Most likely you're going to redo your UI completely since the iPhone UI doesn't make sense on the Mac, unless you have a game or something that uses a custom UI.

firewood
Apr 6, 2009, 02:08 AM
It's a custom UI, Core Graphics (with some particle animation rendered into a bitmap) with some text fields and buttons on top. Also audio synthesis using either Audio Unit RemoteIO or Audio Queues. Are there any major differences between UIKit and Cocoa AppKit that might require a major rewrite in these limited areas?

I, at least, assume that it will be far far easier to port my current iPhone code than anything from my old pre-Carbon MacOS System 7 codebases (anyone here remember Consulair C, Lightspeed C or Think C?)

kpua
Apr 6, 2009, 09:58 AM
Like kainjow said, the UI in UIKit and AppKit are completely different, but they should be, considered one uses purely a touch interface, and the other is a traditional mouse/keyboard interface.

There are a lot of similar paradigms between UIKit and AppKit though. For example, both a UITableView and NSTableView have delegates and dataSources to populate and control them.

On the other hand, where in UIKit you usually architect your apps around UIViewControllers and UIViews (at least, I think that's true... I haven't done much UIKit work myself), with AppKit, you'll likely need to throw NSWindowController's and NSWindows in the mix too. I don't think you'll need to drastically modify your architecture, just add a little to it.

Since it seems like your app relies more on Core Graphics and audio APIs, I would be more concerned about the potential differences between those libraries on the phone vs the desktop. Unfortunately, I'm not aware of what differences there might be there.

kainjow
Apr 6, 2009, 10:07 AM
It's a custom UI, Core Graphics (with some particle animation rendered into a bitmap) with some text fields and buttons on top. Also audio synthesis using either Audio Unit RemoteIO or Audio Queues. Are there any major differences between UIKit and Cocoa AppKit that might require a major rewrite in these limited areas?

I'm not familiar with those audio APIs but if you have custom UIViews, it should be very easy to port those to NSViews, which has an almost identical drawRect: method.

Some of the UIImage functions that UIKit has for creating images to draw into can be done just as easily with NSImage and NSBitmapImageRep.

And since you're already using lots of CGContextRefs everywhere, the easiest way to get one from an NSView or an NSImage is:
CGContextRef ctx = (CGContextRef)[[NSGraphicsContext currentContext] graphicsPort];

ghayenga
Apr 6, 2009, 05:24 PM
It's a custom UI, Core Graphics (with some particle animation rendered into a bitmap) with some text fields and buttons on top. Also audio synthesis using either Audio Unit RemoteIO or Audio Queues.
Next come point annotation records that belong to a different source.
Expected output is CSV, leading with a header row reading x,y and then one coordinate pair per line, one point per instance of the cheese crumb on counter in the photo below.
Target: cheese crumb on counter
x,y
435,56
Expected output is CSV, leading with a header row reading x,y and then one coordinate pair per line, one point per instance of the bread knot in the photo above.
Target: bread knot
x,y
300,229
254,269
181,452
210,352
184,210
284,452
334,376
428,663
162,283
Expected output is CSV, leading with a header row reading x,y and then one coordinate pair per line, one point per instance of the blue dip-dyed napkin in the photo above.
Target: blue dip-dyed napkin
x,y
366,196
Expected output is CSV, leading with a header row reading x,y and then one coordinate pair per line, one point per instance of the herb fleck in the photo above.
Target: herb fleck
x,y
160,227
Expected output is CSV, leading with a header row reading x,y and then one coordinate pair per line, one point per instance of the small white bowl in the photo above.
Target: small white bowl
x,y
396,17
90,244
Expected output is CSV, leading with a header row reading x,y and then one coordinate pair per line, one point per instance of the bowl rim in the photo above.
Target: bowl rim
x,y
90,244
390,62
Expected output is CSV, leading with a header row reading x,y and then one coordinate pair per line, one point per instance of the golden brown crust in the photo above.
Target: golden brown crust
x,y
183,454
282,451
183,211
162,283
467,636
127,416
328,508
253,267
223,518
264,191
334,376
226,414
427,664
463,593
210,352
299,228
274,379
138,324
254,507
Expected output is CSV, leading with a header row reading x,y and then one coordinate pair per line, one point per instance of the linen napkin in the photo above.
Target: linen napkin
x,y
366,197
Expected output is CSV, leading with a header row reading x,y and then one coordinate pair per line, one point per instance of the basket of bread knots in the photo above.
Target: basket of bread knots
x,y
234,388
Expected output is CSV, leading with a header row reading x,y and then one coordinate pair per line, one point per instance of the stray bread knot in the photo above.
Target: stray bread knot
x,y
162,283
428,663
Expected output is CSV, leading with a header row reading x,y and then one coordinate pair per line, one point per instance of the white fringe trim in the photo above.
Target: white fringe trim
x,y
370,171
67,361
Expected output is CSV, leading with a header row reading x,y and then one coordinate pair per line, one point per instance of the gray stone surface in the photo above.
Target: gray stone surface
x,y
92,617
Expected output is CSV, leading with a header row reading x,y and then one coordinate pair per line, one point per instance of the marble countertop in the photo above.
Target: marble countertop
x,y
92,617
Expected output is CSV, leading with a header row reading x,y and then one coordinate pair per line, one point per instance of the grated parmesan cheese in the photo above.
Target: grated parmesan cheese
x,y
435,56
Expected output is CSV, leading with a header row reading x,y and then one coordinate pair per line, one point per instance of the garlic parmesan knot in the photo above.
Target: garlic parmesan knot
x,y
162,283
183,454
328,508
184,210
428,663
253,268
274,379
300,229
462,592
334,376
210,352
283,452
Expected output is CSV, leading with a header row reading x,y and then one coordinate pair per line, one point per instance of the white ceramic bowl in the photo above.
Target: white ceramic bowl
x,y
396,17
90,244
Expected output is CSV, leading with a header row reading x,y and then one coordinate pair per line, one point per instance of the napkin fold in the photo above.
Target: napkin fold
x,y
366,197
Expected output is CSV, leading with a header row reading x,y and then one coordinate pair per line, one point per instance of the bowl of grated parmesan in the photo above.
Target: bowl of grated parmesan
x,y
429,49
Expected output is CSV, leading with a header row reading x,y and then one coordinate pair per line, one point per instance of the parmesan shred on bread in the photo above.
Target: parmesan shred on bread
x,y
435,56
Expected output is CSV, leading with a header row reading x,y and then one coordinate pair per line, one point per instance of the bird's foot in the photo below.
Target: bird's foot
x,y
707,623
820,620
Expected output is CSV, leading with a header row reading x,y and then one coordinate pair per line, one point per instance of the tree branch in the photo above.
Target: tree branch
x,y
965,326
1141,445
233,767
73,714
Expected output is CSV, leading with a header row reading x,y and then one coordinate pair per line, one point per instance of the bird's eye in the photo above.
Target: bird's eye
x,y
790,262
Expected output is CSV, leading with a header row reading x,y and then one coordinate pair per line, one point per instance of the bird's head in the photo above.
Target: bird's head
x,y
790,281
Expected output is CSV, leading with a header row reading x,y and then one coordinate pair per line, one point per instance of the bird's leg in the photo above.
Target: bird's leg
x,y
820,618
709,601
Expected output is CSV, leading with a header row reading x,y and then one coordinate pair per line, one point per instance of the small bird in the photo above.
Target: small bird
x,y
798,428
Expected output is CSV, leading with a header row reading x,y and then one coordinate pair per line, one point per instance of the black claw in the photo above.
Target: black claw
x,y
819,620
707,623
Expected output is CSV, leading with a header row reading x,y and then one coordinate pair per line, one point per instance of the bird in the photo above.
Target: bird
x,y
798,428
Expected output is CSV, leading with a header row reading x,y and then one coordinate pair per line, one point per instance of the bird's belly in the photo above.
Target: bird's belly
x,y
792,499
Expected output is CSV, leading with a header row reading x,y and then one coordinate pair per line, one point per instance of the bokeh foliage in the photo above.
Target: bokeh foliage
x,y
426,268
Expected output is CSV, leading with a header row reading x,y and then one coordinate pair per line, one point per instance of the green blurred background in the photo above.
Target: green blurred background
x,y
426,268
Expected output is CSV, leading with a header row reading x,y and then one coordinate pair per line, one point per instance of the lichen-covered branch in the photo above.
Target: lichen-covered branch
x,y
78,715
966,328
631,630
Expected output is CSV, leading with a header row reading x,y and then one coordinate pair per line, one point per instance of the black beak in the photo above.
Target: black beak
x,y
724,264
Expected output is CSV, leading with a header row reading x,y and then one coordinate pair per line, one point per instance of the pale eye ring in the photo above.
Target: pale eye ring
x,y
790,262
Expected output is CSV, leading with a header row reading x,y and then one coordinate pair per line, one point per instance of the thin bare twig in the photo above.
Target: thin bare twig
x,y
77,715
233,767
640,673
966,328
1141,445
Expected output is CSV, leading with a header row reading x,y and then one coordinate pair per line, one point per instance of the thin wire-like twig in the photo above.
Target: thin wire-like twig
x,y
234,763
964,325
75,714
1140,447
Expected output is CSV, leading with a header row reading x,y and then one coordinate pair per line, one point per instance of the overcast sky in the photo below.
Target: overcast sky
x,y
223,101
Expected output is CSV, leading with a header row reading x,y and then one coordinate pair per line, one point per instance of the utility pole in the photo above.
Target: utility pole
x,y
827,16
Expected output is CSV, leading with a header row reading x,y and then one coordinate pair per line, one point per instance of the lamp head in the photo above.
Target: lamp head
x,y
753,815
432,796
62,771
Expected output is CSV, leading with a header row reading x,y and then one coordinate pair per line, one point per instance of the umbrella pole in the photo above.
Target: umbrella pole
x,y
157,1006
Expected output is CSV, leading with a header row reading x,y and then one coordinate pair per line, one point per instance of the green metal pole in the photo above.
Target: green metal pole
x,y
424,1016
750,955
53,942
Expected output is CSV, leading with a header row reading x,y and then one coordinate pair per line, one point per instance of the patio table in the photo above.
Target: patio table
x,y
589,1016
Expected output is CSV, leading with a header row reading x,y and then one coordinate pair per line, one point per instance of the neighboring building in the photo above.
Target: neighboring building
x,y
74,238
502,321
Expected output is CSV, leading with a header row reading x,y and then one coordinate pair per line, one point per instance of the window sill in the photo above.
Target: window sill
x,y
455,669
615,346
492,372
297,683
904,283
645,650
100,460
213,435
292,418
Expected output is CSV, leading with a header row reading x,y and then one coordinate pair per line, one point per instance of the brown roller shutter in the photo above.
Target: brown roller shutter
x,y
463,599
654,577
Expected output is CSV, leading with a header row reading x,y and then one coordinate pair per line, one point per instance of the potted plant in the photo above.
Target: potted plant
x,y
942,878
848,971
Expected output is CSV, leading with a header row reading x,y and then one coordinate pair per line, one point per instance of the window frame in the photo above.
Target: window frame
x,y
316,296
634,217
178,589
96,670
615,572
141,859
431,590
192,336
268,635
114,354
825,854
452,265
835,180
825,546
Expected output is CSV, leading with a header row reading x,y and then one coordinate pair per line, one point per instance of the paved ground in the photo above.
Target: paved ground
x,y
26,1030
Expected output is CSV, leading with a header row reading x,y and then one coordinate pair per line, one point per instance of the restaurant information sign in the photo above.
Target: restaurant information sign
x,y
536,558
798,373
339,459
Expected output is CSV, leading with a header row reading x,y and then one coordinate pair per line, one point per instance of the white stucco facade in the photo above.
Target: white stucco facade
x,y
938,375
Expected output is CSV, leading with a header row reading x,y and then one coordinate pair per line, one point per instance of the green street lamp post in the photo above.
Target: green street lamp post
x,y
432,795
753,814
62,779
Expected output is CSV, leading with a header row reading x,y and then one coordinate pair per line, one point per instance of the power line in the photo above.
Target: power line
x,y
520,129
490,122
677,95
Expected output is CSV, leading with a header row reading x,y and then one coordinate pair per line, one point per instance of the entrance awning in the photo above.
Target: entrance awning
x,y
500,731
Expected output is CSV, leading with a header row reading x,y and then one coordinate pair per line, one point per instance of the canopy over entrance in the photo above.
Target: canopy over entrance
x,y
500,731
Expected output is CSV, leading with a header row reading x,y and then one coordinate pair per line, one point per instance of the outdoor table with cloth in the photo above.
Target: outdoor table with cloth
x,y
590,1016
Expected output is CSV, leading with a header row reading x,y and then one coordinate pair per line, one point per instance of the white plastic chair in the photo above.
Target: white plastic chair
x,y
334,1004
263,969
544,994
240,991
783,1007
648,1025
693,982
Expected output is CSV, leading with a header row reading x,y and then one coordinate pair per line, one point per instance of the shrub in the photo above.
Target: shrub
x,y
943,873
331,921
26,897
Are there any major differences between UIKit and Cocoa AppKit that might require a major rewrite in these limited areas?

I, at least, assume that it will be far far easier to port my current iPhone code than anything from my old pre-Carbon MacOS System 7 codebases (anyone here remember Consulair C, Lightspeed C or Think C?)

If you don't have a lot of UIViewControllers pushing and popping, and aren't using the touchesBegan, touchesMoved, touchesEnded parts of UIViews then switching to NSButtons and NSTextFields should be relatively minor changes. And it sounds like you don't have a complex iPhone specific UI design either.

Speaking as someone who has used both Lightspeed and Think C it will indeed be *far* easier to port your iPhone apps over to the Mac than update those old versions.